Friday, January 29, 2010

School is now in session!

Alright Ladies and Gents it's time for book club. And this week we're looking at Lee W. Janson's (PhD!!!) book, Brew Chem 101: The Basics of Homebrewing Chemistry. Coming from an engineering school, I've run into my fair share of doctorates, both students and teacher. Most of these people have one thing in common. Sure, they know differential algorithms, Poisson distributions, and boundary layers, but you can't bring them down off their high horse to explain something in terms everyone else can understand. Now Lee Janson may be a "doctor", and she does, in fact, hold her doctorate in biological sciences and biochemistry. But make no mistake, Lee is not one of these people.

As a matter of fact he does a fine job in turning a complex subject into a piece of reading that doesn't feel like you're reading a chemistry textbook. Yeah, he uses words or phrases like "protein strings" and "benzene rings", but he does it without shoving it down your throat. To be quite frank, you can even gloss over it if you really want.
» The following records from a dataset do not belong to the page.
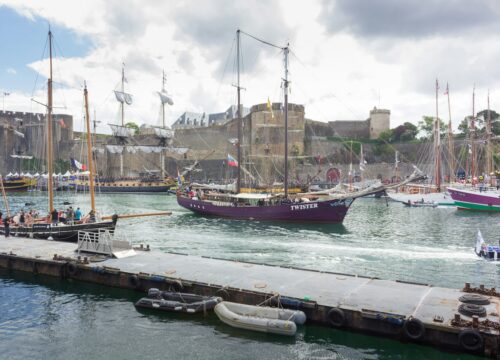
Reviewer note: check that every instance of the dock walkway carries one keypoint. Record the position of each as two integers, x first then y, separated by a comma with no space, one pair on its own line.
414,312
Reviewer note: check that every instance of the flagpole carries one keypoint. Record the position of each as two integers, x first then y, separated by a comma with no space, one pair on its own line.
238,182
451,152
437,145
89,149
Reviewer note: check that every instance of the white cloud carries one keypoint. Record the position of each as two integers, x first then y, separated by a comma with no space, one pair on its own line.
339,68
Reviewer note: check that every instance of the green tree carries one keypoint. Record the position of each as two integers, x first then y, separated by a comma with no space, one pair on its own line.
134,126
426,127
480,123
386,136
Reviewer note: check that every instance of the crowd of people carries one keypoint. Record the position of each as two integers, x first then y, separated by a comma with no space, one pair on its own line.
28,218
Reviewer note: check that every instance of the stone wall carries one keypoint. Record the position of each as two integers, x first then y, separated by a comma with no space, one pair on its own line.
33,126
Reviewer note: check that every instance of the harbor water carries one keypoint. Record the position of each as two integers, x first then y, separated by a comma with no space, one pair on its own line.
46,318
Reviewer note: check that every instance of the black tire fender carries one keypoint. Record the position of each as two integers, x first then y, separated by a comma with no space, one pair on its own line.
223,293
134,281
470,340
176,285
72,269
414,329
336,317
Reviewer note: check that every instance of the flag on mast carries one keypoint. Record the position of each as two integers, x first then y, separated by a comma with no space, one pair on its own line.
231,161
270,107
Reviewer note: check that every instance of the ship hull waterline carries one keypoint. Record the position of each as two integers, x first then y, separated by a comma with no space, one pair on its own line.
476,201
66,233
326,211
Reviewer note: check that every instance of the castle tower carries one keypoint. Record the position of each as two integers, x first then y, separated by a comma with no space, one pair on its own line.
379,121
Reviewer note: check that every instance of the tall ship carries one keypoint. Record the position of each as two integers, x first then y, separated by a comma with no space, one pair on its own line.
432,190
51,226
482,194
147,181
301,207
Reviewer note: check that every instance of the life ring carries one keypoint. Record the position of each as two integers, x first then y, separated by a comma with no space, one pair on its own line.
134,281
414,329
72,269
472,309
336,317
176,285
223,293
470,340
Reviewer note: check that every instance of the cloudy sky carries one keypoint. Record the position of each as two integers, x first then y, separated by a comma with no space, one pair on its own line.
347,55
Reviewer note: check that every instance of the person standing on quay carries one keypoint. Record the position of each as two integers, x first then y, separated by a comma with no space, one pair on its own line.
6,224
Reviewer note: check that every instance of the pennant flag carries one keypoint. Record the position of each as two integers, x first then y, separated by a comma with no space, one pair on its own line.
179,179
231,161
270,107
78,165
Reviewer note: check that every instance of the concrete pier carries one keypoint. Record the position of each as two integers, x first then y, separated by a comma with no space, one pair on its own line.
405,311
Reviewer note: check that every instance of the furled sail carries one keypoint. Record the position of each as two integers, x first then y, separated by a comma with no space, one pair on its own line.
123,97
121,131
28,157
165,98
163,133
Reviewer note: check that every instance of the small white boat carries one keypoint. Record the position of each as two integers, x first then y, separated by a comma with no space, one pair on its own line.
260,318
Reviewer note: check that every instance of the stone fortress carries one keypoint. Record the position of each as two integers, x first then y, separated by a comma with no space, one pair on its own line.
209,138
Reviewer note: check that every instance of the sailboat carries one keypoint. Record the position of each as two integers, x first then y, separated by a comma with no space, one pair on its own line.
429,194
149,181
479,197
306,207
46,227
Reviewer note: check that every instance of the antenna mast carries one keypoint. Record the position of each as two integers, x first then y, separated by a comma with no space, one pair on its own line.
49,131
238,182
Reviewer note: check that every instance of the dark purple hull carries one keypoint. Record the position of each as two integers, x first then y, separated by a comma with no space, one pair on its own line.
326,211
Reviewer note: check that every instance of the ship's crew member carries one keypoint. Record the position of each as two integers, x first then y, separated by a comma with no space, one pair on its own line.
54,216
70,215
78,214
6,224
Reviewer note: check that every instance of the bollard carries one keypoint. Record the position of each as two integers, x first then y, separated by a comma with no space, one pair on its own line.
475,321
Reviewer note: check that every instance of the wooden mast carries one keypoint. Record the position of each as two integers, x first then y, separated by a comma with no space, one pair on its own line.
238,182
123,92
162,103
489,150
89,149
49,131
285,87
4,196
472,136
451,153
437,145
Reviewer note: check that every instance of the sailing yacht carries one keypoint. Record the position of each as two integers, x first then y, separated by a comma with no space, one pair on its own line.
433,193
305,207
149,181
480,196
46,227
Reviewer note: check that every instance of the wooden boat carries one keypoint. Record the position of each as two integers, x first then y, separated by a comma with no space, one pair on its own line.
180,302
488,252
420,203
18,183
47,228
260,318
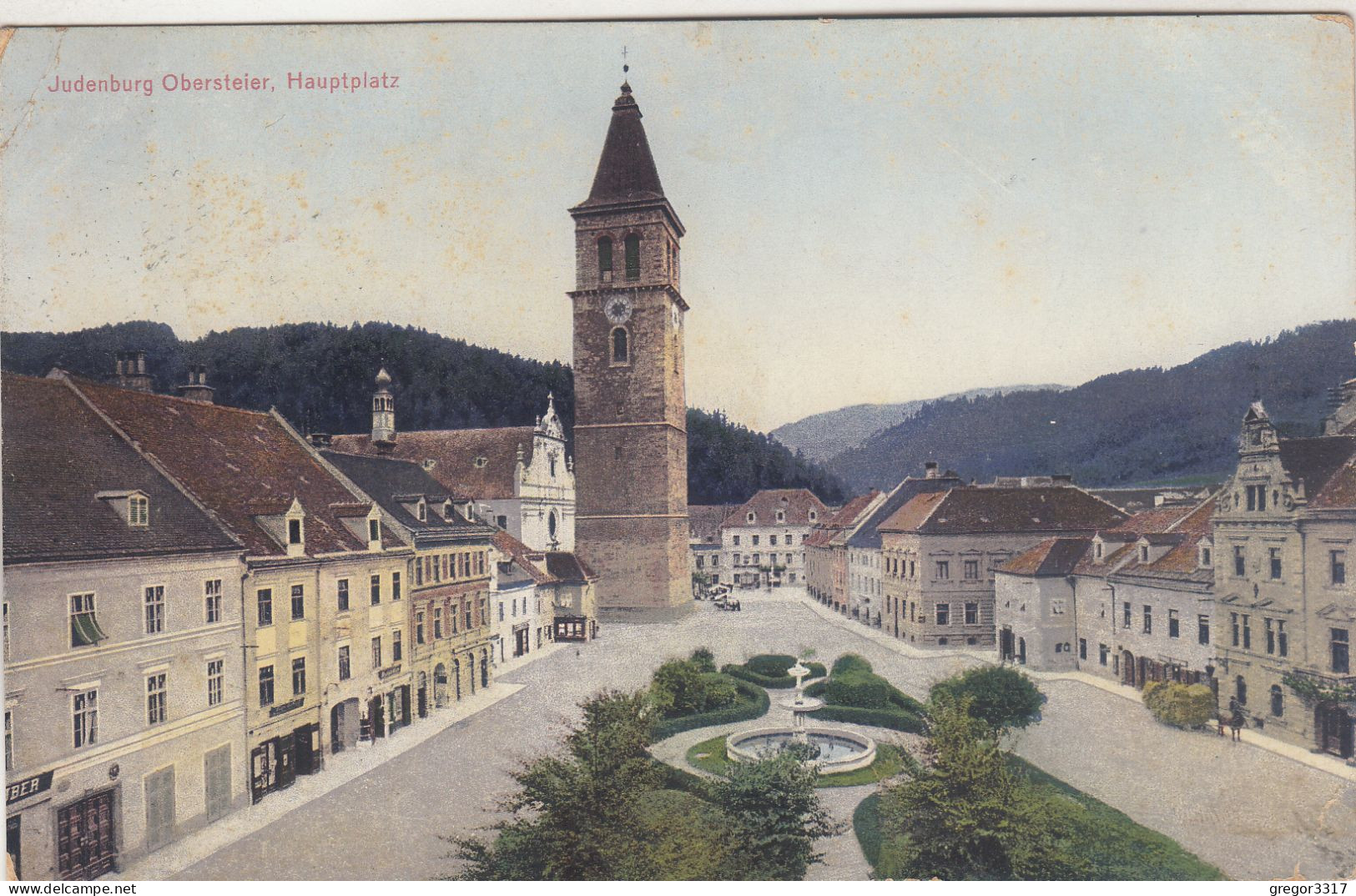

This book is pretty short at around 100 pages, but Lee really cuts to the chase and does a good job about it. It's definitely a good read for the intermediate to advanced homebrewer, especially if you're doing all-grain batches.

Reasons to dog ear a page? This book's section on mashing and sparging  does a great job at covering the subject, and goes into good detail why you do certain temperature rests and what temperatures. The book also has a very in depth section on beer's off flavors which will help you troubleshoot your beers.

I would say the only reason not to buy this book is if you already know everything about the chemical interactions in homebrewing and/or have your degree in biology or chemistry. Lets not be modest.